De golpe, me encontré este fin de semana narrando un viaje. Lo escribía en las páginas de unos de estos cuadernos de formato pequeño con pastas duras y páginas de colores que venden en las tiendas de los aeropuertos y las estaciones. Esta especie de cuento hablaba de un joven que decidió un día iniciar un viaje hacia el mar. En su maleta llevaba inocencia, melancolía, dolor, perdón y un poco de ternura. Marchando, dejaba a sus espaldas algún personaje entrañable y muchos otros que habiendo desnudado sus mundos interiores a partir de sus conductas le habían mostrado la pérfida maldad de la hipocresía y de los sepulcros blanqueados. Partía huyendo del absurdo y del esperpento que en los últimos años se habían convertido en espectros que le perseguían. En las primeras páginas de mi cuento intentaba exorcizar sus fantasmas, no evadiéndolos sino enfrentándolos en la escritura de esa historia con apariencia de ficción. Más tarde hice aparecer una figura femenina a la que el joven desde su sencillez e ingenuidad podía trasladar preguntas que obtenían respuestas oportunas, sensatas y a veces sabias. El joven era experto en provocar en la vida cotidiana una conexión con la infinita sabiduría que rige el cosmos, en una especie de diálogo certificador de que la belleza es el resplandor de la verdad. Se embarcó hacia el mar con esa brújula imaginaria, dejando una carta que permitía conocer a quien la leyera motivos sin culpas y una certeza que le había prestado un día Ignazio Silone: “Una dictadura es un régimen en el que la gente recita en lugar de pensar”

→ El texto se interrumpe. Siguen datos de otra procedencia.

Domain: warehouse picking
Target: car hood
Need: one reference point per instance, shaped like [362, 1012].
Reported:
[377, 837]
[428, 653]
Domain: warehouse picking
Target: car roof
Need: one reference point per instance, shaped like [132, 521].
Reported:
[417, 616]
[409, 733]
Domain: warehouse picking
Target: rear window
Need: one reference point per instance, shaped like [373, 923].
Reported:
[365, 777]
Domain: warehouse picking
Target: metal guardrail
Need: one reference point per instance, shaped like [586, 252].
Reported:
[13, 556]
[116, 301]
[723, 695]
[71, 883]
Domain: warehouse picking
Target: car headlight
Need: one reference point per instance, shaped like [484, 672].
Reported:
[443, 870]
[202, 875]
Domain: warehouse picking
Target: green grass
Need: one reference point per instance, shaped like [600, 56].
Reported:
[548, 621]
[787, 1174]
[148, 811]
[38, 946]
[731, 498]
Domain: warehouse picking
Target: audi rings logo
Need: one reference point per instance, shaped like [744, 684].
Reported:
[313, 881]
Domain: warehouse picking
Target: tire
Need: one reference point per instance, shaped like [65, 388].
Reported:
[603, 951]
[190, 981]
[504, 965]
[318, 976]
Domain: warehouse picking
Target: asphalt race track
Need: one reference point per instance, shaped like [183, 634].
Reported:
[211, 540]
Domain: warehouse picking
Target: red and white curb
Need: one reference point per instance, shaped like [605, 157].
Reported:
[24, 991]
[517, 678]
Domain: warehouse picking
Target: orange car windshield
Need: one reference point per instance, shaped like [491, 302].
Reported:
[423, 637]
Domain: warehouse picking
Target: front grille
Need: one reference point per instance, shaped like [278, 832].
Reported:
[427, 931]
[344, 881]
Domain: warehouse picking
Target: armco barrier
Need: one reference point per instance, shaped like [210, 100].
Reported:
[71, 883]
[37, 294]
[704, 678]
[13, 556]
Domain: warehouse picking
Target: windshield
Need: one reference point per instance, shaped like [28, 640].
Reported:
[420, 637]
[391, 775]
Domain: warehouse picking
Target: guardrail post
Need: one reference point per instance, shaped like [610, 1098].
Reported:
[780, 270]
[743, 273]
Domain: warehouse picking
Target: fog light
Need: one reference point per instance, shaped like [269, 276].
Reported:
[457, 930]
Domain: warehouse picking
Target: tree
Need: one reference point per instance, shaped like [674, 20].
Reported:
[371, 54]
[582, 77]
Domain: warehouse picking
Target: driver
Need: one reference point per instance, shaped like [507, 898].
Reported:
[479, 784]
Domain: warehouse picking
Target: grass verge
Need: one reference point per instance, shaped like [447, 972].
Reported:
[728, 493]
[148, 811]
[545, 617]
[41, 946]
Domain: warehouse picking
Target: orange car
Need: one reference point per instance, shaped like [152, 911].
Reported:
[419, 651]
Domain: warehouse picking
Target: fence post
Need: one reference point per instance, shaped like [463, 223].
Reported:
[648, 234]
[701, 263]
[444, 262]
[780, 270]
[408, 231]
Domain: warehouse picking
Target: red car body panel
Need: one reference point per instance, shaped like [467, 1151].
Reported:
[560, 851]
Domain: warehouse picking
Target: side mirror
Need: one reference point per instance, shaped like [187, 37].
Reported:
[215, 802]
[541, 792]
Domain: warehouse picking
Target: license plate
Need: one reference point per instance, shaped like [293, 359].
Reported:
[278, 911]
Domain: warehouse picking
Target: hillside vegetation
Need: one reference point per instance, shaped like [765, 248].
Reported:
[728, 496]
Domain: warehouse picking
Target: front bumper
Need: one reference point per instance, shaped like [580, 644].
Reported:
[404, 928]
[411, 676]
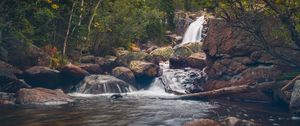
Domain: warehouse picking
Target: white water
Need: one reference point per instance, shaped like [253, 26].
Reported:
[177, 79]
[194, 31]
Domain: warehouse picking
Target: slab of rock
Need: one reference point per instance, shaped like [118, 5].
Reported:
[144, 69]
[40, 76]
[92, 68]
[295, 98]
[202, 122]
[107, 63]
[8, 80]
[87, 59]
[41, 96]
[164, 52]
[99, 84]
[73, 74]
[197, 60]
[124, 74]
[7, 98]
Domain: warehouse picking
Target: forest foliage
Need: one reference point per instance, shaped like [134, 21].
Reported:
[98, 26]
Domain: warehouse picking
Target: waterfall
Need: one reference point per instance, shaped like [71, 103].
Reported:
[194, 31]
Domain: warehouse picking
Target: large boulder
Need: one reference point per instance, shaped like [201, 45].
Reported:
[10, 84]
[99, 84]
[144, 72]
[87, 59]
[188, 49]
[7, 68]
[39, 76]
[164, 52]
[72, 74]
[234, 57]
[41, 96]
[8, 80]
[92, 68]
[125, 59]
[197, 60]
[177, 62]
[295, 98]
[107, 63]
[24, 55]
[7, 98]
[141, 68]
[124, 74]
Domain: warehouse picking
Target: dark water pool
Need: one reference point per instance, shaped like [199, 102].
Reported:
[139, 111]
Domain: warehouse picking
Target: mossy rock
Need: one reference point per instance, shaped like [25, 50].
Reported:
[164, 52]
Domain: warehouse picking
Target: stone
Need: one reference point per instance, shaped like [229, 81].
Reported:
[23, 55]
[99, 84]
[107, 63]
[164, 52]
[92, 68]
[177, 62]
[202, 122]
[124, 60]
[295, 98]
[197, 60]
[7, 68]
[233, 121]
[7, 98]
[87, 59]
[124, 74]
[141, 68]
[40, 76]
[41, 96]
[72, 74]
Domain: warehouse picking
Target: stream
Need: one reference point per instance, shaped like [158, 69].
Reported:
[144, 108]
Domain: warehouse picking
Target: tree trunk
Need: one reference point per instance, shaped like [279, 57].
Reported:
[92, 17]
[231, 90]
[68, 30]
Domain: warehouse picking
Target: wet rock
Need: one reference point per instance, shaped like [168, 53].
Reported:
[197, 60]
[22, 55]
[124, 60]
[124, 74]
[177, 62]
[87, 59]
[295, 98]
[188, 49]
[233, 121]
[8, 81]
[7, 68]
[10, 84]
[92, 68]
[41, 96]
[7, 98]
[72, 74]
[99, 84]
[202, 122]
[141, 68]
[39, 76]
[107, 63]
[164, 52]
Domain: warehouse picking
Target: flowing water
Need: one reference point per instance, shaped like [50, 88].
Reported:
[145, 107]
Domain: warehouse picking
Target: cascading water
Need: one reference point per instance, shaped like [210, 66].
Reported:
[194, 31]
[179, 80]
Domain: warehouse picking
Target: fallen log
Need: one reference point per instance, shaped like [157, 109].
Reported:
[231, 90]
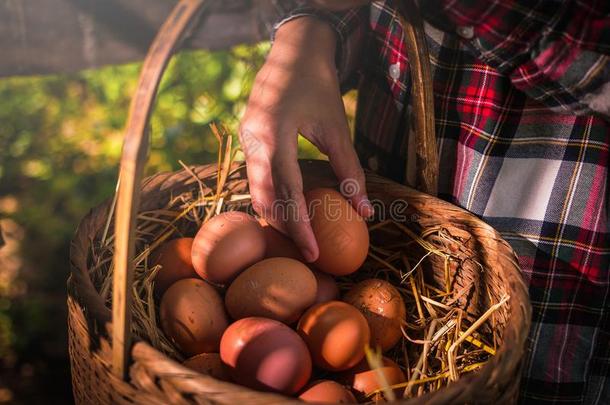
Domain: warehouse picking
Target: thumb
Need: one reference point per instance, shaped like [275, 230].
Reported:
[344, 161]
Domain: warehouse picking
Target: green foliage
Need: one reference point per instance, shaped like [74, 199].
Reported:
[60, 141]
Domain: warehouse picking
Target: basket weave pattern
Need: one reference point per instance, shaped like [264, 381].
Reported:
[157, 379]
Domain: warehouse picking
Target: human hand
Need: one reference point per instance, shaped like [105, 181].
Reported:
[297, 91]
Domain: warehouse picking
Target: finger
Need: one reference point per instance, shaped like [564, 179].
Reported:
[291, 204]
[346, 165]
[258, 167]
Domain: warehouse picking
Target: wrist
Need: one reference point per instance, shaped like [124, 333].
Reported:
[305, 41]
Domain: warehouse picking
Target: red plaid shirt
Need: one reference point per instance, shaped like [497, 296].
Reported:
[522, 99]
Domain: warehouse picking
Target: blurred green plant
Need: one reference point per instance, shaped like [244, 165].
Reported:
[60, 142]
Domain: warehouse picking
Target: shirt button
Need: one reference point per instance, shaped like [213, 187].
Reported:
[395, 71]
[466, 32]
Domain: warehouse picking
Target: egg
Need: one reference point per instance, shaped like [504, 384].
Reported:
[266, 355]
[327, 290]
[278, 288]
[174, 257]
[327, 392]
[226, 245]
[363, 380]
[210, 364]
[336, 334]
[342, 234]
[279, 245]
[192, 315]
[383, 307]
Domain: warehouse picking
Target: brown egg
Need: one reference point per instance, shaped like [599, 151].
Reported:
[174, 257]
[266, 355]
[226, 245]
[279, 245]
[363, 380]
[336, 334]
[383, 307]
[278, 288]
[342, 234]
[327, 392]
[192, 314]
[210, 364]
[328, 290]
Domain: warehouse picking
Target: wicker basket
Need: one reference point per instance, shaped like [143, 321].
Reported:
[107, 368]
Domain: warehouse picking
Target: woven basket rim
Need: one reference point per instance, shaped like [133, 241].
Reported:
[82, 290]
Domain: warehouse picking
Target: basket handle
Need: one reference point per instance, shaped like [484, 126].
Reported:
[422, 99]
[135, 149]
[133, 158]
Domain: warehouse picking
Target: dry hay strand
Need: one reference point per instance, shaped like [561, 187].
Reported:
[444, 335]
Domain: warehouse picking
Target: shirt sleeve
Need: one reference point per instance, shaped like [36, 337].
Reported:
[350, 27]
[555, 51]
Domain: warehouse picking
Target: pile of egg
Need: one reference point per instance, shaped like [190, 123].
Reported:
[241, 304]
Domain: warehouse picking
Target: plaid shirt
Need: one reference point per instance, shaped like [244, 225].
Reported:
[522, 100]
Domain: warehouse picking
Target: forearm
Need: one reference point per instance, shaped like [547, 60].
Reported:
[349, 27]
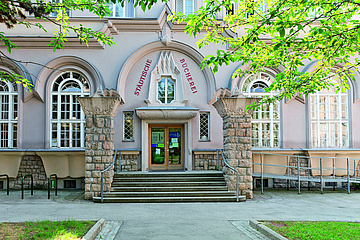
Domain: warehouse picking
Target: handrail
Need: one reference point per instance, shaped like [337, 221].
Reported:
[22, 185]
[7, 182]
[102, 172]
[237, 172]
[49, 185]
[302, 156]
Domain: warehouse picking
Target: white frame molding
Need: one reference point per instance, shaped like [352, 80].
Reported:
[59, 120]
[339, 120]
[246, 90]
[10, 120]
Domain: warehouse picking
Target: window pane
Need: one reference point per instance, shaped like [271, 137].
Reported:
[329, 119]
[128, 125]
[170, 90]
[161, 90]
[204, 126]
[14, 142]
[4, 135]
[66, 110]
[119, 10]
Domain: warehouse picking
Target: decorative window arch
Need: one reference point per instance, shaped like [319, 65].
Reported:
[266, 119]
[8, 115]
[165, 89]
[67, 118]
[329, 119]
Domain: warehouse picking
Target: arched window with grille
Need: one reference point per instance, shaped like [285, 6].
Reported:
[166, 90]
[67, 118]
[266, 119]
[8, 115]
[329, 119]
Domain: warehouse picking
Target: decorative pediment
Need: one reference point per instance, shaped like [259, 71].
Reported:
[166, 71]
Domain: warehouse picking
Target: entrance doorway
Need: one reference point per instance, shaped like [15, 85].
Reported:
[166, 147]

Ya sobre la cubierta derramó unas lágrimas que se perdieron en el oleaje que rompía sobre la proa del barco. A pesar de la niebla momentánea en sus ojos se esforzaba en avistar el misterio de aquella inmensidad y repitió con Gibran: “Debe haber algo extrañamente sagrado en la sal: está en nuestras lágrimas y en el mar”. Comenzaba la travesía y también él comenzó a escribir día a día en su diario su propio pasado y la constelación de experiencias que le había tocado vivir o tolerar. Comenzó escribiendo todo aquello que en su infancia y adolescencia le había influenciado, la relación con su padre, su tímido asomarse a la vida adulta, la trágica constatación del reparto grosero de papeles que a menudo el mundo concede: injusticia a los débiles e impunidad a los poderosos, persecución a los bondadosos e incienso a los infames.
En ese mar navegaba hacia otro mar, ansiando una nueva vida llena de oportunidades y de promesas. Decidió seguir creyendo en el amor, en ese amor que es capaz de vencerlo todo mientras damos vuelta en esa noria trascendente que nos hace nacer, morir, renacer y escoger en el vertiginoso movimiento de la libertad.
Miré el reloj, llevaba horas escribiendo y ahora no podía escribir el final de mi cuento porque había agotado todas las páginas del cuaderno. Me quedaban dos renglones y pensé en otra fábula, similar a esta y quizás con un mismo final. Entonces escribí en letras mayúsculas: “TODO LO QUE NACE DE UN ACTO DE AMOR NO DEBE SER JAMÁS CASTIGADO”. Mientras escribo estas últimas líneas recuerdo que la escuché un día de labios de un gran hombre: Karol Wojtyla.